Jul16
Open any business publication from the last five years and the word "ecosystem" appears on almost every page. Consultancy organizations go crazy on it. Strategy decks are full of it. Keynote speakers build entire narratives around it. Advisors charge premium rates to map it. But, when you ask executives what their ecosystem actually looks like, who the key players are, what the agreements look like that hold it together, and how performance across that network is being managed, the answers become uncomfortable.
That gap, between the word and the reality, is exactly what makes "ecosystem" so interesting right now.
An ecosystem, stemming from biology, describes a community of organisms that depend on each other and on their shared environment to survive and thrive. Nothing operates in isolation. Everything is connected. When one element changes, the rest of the system responds.

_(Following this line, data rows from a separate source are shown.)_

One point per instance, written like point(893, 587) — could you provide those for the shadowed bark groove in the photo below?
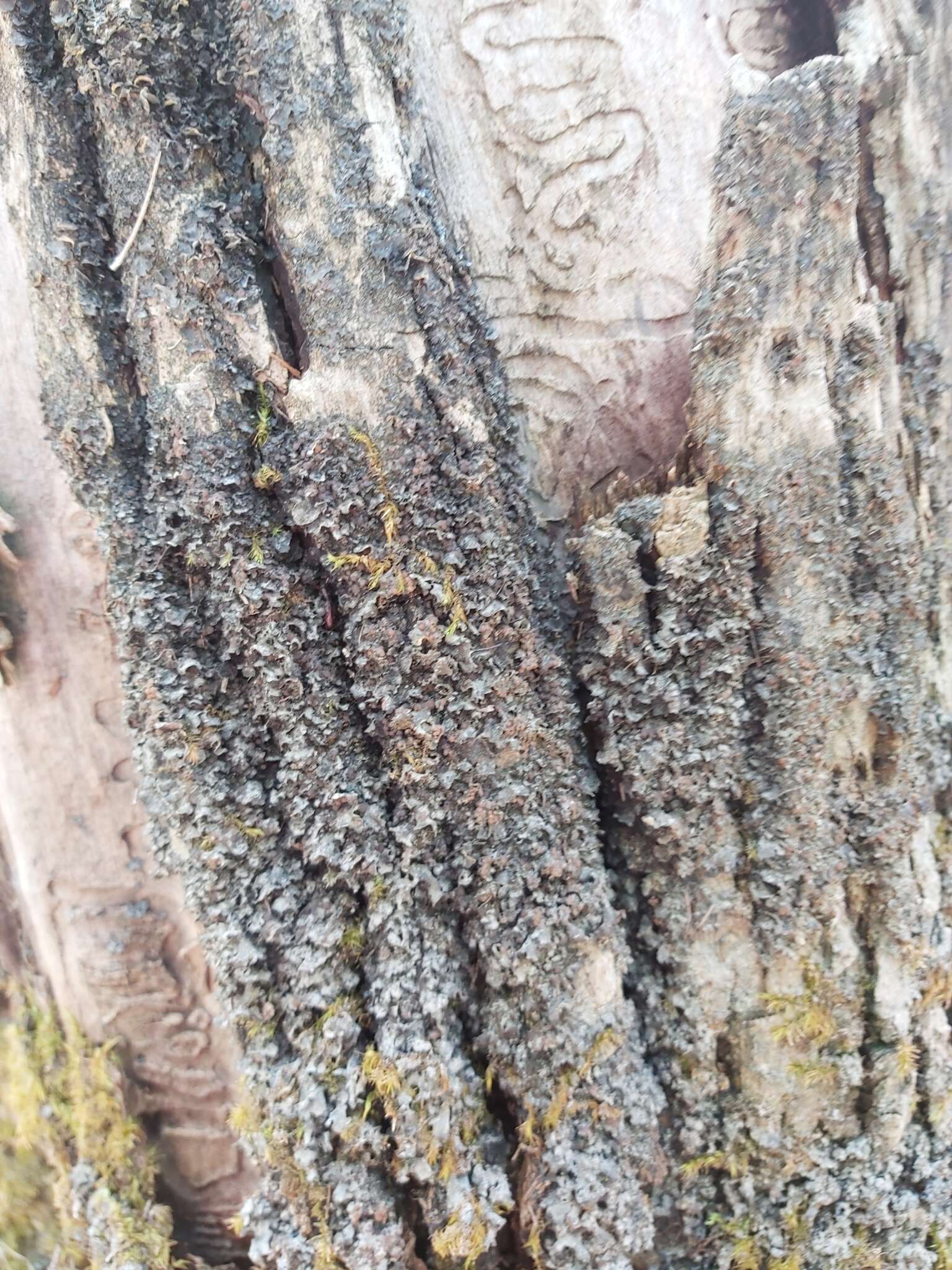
point(777, 730)
point(357, 713)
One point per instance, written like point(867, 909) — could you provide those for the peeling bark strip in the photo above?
point(767, 709)
point(483, 1026)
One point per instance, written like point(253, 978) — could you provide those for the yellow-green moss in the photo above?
point(61, 1106)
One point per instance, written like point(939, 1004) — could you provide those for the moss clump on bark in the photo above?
point(76, 1176)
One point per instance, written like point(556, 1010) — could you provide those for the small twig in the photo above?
point(115, 265)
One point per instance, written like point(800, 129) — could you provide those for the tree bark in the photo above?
point(534, 637)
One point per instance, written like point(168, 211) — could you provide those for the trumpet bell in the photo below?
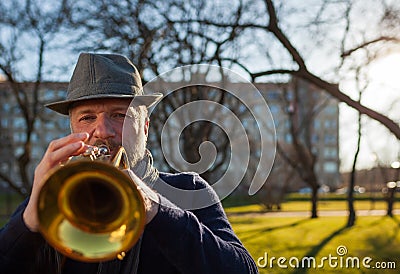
point(91, 211)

In business, the term describes the same. Your organisation is not standalone. It is a node in a network of suppliers, partners, contractors, technology providers, distributors, regulators, and customers. These relationships are not optional extras bolted onto your core business; they are the business. Remove any significant node and the whole network underperforms or collapses. This is also why I am so surprised that this is not enterprise risk number one.
The reason this matters a bit more now than it did ten years ago is not because the concept is new. It is because the consequences of mismanaging that network are now visible freaky fast and scale that organisations can no longer absorb this quietly.
Here is where things get strange. The language around ecosystems carries a tone of discovery, as if we are collectively realising for the first time that businesses depend on other businesses. But this has been true since the industrial revolution.
From the moment organisations began to specialise, they began to depend. Ford needed steel suppliers. Steel suppliers needed coal. Coal operations needed rail. Rail needed legal agreements. Every step in the chain was governed by some form of contract. Division of labour, the organising principle of the industrial age, is by definition a statement that we cannot and should not do everything ourselves.
So why, in 2026, are we treating this as a revelation?
The honest answer is that for most of the last century, the complexity was manageable. Supply chains were long, but they were relatively stable. Partners were few and known. Agreements were renegotiated slowly. The consequences of poor contract management were real but absorbed over time. There was always another quarter, another fiscal year, another renegotiation window.
That window has closed.The age of complacency is gone. Welcome to the age of AI and Ecosystems.
Against that backdrop, consider the role of contract management. Every agreement in an ecosystem, every partnership, every outsourcing arrangement, every procurement deal, every service level commitment, is formalised in a contract. The contract is the document that translates strategy into objectives into obligations. It is where "we will work together" becomes "here is what we will deliver, by when, under these conditions, with these consequences."
Contract management is, in that sense, the operational layer of every ecosystem. It is the mechanism through which intentions become accountable commitments and where commitments drives realization of the objectives.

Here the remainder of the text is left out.